Scootmobielen in gemeenschappelijke verkeersruimten; een gevaar of niet?

In steeds meer flat- en woongebouwen worden speciale voorzieningen aangebracht in en om het huis om zo de bewoners steeds meer comfort te bieden. Één van die voorzieningen is het creëren van een ruimte voor scootmobielen, ook wel stallings-/oplaadplaatsen. Toch zijn deze stallingsplaatsen vaak niet geliefd bij de gemeente, omdat de woongebouwen zich vaak niet hiervoor lenen. Dit heeft dan ook te maken met de toename van scootmobielen de afgelopen tijd, waardoor steeds vaker de brandveiligheid in het geding is.
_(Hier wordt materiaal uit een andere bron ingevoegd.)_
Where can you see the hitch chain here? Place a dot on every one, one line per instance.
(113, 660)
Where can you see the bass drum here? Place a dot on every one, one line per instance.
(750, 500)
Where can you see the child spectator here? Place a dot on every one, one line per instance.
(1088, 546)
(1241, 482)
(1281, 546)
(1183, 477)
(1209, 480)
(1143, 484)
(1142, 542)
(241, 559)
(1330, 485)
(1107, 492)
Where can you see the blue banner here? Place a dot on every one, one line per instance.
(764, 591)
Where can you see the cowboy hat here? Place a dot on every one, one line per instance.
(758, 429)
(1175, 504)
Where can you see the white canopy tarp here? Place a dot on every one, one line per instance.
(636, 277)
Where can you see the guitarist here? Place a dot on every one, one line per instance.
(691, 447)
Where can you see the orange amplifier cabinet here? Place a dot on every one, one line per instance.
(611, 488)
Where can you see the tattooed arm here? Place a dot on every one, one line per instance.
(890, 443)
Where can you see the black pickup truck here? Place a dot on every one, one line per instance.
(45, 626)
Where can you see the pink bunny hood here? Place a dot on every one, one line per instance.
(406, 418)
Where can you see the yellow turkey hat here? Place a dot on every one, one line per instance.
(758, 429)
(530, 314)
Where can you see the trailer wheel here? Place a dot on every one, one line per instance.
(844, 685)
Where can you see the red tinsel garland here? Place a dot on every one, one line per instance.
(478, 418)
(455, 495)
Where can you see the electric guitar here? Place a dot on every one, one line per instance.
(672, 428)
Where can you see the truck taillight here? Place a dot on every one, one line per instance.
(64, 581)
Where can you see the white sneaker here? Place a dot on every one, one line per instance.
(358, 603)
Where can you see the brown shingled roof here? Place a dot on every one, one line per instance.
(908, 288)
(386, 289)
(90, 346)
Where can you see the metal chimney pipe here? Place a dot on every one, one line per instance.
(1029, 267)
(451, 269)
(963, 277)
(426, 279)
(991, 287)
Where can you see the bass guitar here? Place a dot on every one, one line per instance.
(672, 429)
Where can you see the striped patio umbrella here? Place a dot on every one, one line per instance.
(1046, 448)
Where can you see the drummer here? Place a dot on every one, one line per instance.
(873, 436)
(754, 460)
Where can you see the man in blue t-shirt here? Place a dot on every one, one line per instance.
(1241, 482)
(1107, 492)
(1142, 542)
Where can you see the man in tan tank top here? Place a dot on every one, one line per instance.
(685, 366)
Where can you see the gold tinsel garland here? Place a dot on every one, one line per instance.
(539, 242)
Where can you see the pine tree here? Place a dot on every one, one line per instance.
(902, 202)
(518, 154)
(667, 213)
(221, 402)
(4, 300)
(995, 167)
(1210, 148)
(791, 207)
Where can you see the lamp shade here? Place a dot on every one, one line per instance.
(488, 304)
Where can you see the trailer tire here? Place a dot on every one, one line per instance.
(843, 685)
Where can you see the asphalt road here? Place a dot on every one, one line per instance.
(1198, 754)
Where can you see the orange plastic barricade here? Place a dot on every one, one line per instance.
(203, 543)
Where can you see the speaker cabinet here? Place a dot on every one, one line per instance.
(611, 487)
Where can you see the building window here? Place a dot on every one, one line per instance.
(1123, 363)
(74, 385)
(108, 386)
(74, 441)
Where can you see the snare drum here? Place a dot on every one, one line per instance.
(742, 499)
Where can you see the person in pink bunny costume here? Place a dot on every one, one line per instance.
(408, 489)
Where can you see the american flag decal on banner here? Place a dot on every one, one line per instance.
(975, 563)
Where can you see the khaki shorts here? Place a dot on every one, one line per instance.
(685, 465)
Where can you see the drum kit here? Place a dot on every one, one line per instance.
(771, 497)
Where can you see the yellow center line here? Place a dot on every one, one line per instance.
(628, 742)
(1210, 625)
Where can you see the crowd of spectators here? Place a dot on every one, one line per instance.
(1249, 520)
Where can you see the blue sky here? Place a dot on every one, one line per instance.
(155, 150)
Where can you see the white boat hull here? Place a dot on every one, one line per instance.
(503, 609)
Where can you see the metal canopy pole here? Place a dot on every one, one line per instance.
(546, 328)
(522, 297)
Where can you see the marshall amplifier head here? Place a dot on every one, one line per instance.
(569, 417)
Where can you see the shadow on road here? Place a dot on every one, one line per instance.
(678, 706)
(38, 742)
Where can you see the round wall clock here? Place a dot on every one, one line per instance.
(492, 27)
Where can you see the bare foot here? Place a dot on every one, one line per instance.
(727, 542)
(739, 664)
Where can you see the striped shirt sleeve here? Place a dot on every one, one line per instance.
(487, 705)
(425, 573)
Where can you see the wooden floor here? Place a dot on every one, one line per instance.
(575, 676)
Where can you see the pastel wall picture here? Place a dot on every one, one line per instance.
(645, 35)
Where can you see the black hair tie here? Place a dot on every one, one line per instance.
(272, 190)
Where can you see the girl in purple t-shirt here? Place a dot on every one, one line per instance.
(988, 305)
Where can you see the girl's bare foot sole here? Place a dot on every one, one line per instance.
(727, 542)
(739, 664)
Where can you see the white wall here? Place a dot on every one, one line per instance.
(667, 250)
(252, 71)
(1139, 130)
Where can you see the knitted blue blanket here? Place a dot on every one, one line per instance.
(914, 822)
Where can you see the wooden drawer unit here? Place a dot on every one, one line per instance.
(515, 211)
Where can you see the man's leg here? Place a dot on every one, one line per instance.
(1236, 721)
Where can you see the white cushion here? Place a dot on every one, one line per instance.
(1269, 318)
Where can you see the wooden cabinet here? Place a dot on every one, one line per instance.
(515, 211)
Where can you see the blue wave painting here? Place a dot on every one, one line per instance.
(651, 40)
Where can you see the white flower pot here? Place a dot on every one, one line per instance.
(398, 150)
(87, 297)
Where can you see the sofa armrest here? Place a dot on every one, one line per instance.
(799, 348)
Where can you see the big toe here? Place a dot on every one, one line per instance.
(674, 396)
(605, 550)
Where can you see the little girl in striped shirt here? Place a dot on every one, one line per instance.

Dit is dus ook recentelijk het geval geweest bij een verzorgingshuis. De gemeente heeft namelijk twee keer een inspectie brandveiligheid uitgevoerd op locatie. Daarbij is geconstateerd dat scootmobielen van de bewoners geregeld op bepaalde plekken in verkeersruimten worden gestald op een plek waar ook een vluchtroute voert. De gemeente heeft de instelling hierop meermaals aangesproken en heeft geconstateerd dat er geen verandering is gekomen in het aantal scootmobielen dat gestald wordt in die verkeersruimten. De gemeente is van mening dat de vuurlast van deze scootmobielen en de daarbij behorende rookontwikkeling bij brand kan zorgen voor situaties waarin vluchtroutes niet meer bruikbaar zijn. Daardoor kunnen slachtoffers vallen.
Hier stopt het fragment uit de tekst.